If the conditions for symmetry breaking are met, the minimum of the
Higgs potential at tree level can be written in terms of two
equations, one for $\tan{\beta}$ and one for $M_{\rm z}^{2}$.  The
latter
reads as:
\begin{equation}
\label{eq:mz}
M_{\rm z}^2 = 2 \frac{ (m_{Hd}^2 + \mu^2) -  (m_{Hu}^2 + \mu^2)
\tan{^2
\beta} }{ \tan{^2 \beta} - 1 }
\end{equation}
\noindent Here $m_{Hd}^2$ and $m_{Hu}^2$ are the soft scalar masses
of the down and up Higgs respectively, and $\mu$ is the Higgsino
mass.  All parameters in the above equation are evaluated at $M_z$.

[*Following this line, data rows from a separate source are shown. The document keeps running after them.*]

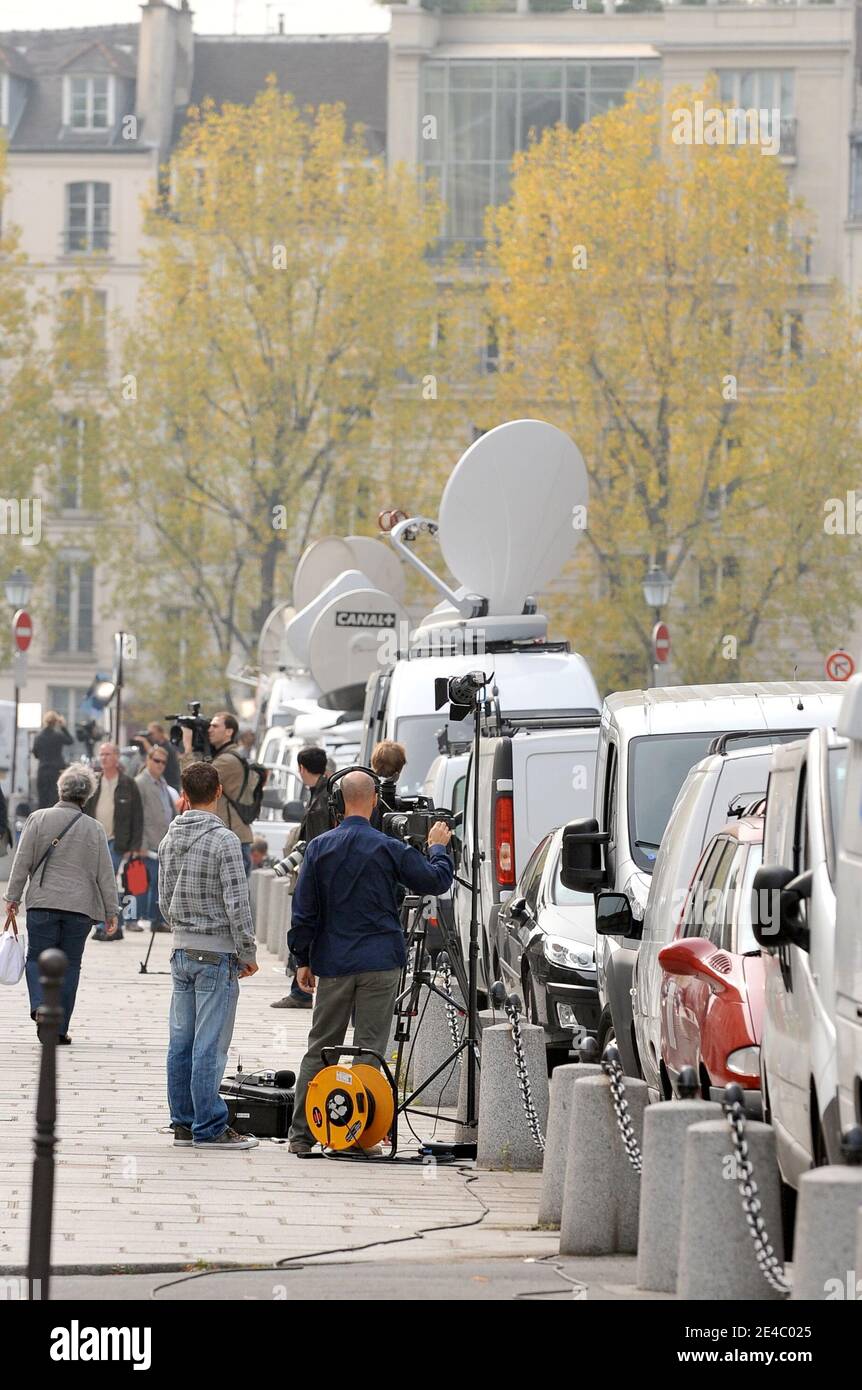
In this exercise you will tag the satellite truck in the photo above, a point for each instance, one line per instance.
(510, 516)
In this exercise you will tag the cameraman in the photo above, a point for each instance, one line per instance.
(231, 767)
(388, 761)
(346, 934)
(312, 763)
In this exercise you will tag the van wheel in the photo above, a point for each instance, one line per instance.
(606, 1033)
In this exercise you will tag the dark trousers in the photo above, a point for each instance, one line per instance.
(370, 998)
(66, 930)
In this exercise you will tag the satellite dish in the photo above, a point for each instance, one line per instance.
(319, 565)
(271, 633)
(380, 563)
(506, 516)
(295, 647)
(346, 637)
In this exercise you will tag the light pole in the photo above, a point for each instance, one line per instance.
(18, 588)
(656, 591)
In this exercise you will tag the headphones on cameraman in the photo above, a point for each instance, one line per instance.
(335, 795)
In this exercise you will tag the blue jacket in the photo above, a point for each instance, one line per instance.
(345, 909)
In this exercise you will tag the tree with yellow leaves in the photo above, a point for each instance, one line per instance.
(284, 332)
(652, 302)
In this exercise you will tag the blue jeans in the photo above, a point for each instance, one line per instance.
(203, 1007)
(67, 930)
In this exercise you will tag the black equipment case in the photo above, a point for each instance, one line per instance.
(257, 1105)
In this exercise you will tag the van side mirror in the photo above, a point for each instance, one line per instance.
(613, 916)
(581, 859)
(775, 906)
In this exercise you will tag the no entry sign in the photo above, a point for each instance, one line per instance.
(22, 630)
(840, 666)
(661, 641)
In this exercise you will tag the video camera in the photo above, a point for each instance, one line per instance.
(199, 726)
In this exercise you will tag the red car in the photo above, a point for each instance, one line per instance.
(712, 986)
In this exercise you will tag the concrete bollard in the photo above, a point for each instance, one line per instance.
(266, 894)
(433, 1045)
(485, 1019)
(503, 1136)
(558, 1139)
(665, 1129)
(599, 1214)
(825, 1248)
(278, 913)
(256, 881)
(712, 1215)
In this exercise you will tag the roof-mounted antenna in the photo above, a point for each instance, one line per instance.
(800, 705)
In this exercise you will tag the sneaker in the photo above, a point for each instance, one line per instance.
(228, 1139)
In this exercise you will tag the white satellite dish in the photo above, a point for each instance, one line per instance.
(319, 565)
(506, 516)
(380, 563)
(345, 644)
(295, 645)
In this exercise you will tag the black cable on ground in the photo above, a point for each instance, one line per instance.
(341, 1250)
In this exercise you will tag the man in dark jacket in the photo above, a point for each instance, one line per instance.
(116, 805)
(346, 934)
(312, 763)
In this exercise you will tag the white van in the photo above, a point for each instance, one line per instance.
(648, 742)
(848, 919)
(718, 787)
(798, 1064)
(529, 783)
(399, 699)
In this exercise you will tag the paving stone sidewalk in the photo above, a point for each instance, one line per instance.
(127, 1198)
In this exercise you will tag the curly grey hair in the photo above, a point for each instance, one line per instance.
(75, 783)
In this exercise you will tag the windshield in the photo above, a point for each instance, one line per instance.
(658, 766)
(419, 736)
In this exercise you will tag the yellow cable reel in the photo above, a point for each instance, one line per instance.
(349, 1105)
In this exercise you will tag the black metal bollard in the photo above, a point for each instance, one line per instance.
(52, 966)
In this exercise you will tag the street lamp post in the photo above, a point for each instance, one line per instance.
(656, 591)
(18, 588)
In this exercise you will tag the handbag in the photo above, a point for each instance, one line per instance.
(11, 951)
(135, 879)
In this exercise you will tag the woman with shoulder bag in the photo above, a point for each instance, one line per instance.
(64, 862)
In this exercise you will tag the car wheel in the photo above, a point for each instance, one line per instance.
(606, 1030)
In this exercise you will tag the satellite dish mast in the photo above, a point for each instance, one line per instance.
(506, 527)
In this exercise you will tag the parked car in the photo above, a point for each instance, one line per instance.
(544, 948)
(648, 742)
(723, 783)
(848, 930)
(798, 1052)
(527, 783)
(712, 975)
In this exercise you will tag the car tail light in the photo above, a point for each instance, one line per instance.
(503, 840)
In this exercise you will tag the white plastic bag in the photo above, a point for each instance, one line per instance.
(11, 952)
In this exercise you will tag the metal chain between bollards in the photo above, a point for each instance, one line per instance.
(613, 1070)
(445, 969)
(768, 1261)
(513, 1011)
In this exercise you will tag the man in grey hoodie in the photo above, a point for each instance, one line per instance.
(203, 894)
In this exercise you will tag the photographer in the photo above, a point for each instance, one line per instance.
(312, 763)
(388, 761)
(231, 767)
(346, 934)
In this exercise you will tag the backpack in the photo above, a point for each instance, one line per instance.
(250, 794)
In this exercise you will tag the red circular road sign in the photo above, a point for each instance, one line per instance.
(22, 630)
(840, 666)
(661, 641)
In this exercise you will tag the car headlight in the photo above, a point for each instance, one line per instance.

The next step is to write this equation in terms of parameters at
the
GUT scale, for which one loop RG equations are sufficient.  For
clarity, we will keep $\tan{\beta}$, evaluated at the weak scale, in
the equation as a fundamental parameter.  This simplifies the
resulting equation, making $M_z^2$ linear in the GUT scale
parameters, without changing the numerical results significantly.
In
addition, we will keep the $\mu$ parameter evaluated at $M_{weak}$.
This does not effect the results because $\mu$ is renormalized only
by a multiplicative constant.

Equation~\ref{eq:mz2} gives $M_{\rm z}$ in terms of the parameters
of
interest.
\begin{eqnarray}
\label{eq:mz2}
M_{\rm z}^2 & = & c_{\mu} \mu^2 + c_{Hd} m_{Hd0}^{2} + c_{Hu}
m_{Hu0}^{2} +
c_{t}   m_{t0}^{2} + c_{\bar{t}} m_{\bar{t}0}^{2} +
\nonumber \\
& & c_{M} M_0^2 + c_{AM} A_{t0} M_0 + c_{A} A_{t0}^{2}
\end{eqnarray}

\noindent A subscript {\it 0} refers to a parameter evaluated at the
GUT scale\footnote{We will keep this convention throughout the
paper.}.  $M$ is the gaugino mass (unification is assumed), and
$m^2$
is a soft scalar mass.  The $c$ coefficients are functions of
$\tan{\beta}$ and constants of O(1) from RG solutions.  We have
assumed the top Yukawa is the only contributing Yukawa coupling.

There is no {\it a priori} relation among the $c$ coefficients, so
it
is unlikely that a large cancellation between seperate terms of
equation~\ref{eq:mz2} will occur.  We define the fine tuning of a
given term as the fraction by which $M_{\rm z}^2$ is smaller than
that
term.  For example, the fine tuning of the term associated with the
parameter $\mu$, which we label $f_{\mu}$, is given in
equation~\ref{eq:ftmu}.
\begin{equation}
\label{eq:ftmu}
f_{\mu} = \frac{M_{\rm z}^2}{c_{\mu} \mu^2}
\end{equation}
\noindent  Unless there is some cancellation mechanism, the limit to
a reasonable cancellation is usually placed at a fine tuning of
$f=.1$.  This is the 10\% naturalness criterion.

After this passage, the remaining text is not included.